Expansion into overseas markets: The tax and regulatory framework
As the Indian GDP grows, the Indian industry continues to expand across the global, supplemented by digitalization. In recent years, there’s been an increase in Indian investments in foreign countries in the form of Indian industries opening places of business – subsidiaries and joint ventures outside India. According to the Department of Economic Affairs1, the actual Overseas Direct Investment (ODI) outflow from April 2000 to July 2023 stood at USD 2,88,920 million, of which FY 2021-22 has seen an actual ODI outflow of USD 18,066 million. The top country of choice for ODI has been Singapore, followed by the USA and the UK. Easier access to technology, research and development, a wider global market, reduced cost of capital and other benefits increase the competitiveness of Indian entities and boost their brand value.

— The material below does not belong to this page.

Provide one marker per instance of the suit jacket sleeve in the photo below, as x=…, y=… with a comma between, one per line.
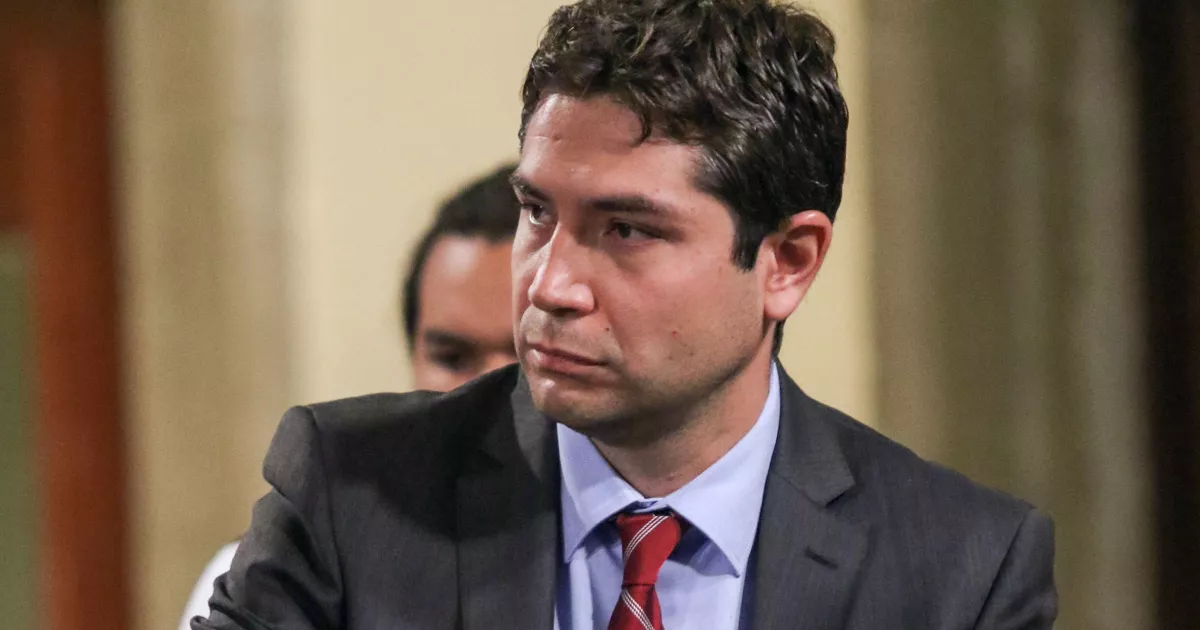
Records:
x=1023, y=597
x=286, y=573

“Overseas Direct Investment” or “ODI” means investment in or acquisition of unlisted equity capital of a foreign entity or investment in 10% or more of the paid-up equity capital of a listed foreign entity. It also includes investment of less than 10% in a listed entity if such investment is with control in the foreign entity. Indian investors keen to invest abroad are required to undertake a few compliances under various laws in India. As Indian investors are remitting their funds outside India with the objective of earning income outside India, two important laws to be complied with are the ‘Foreign Exchange and Management Act, 1999’ (FEMA) and the ‘Income-tax Act, 1961’ (IT Act). Any non compliances under these laws can attract hefty penalties and hinder the ease of doing business. This article enumerates some relevant aspects of these laws.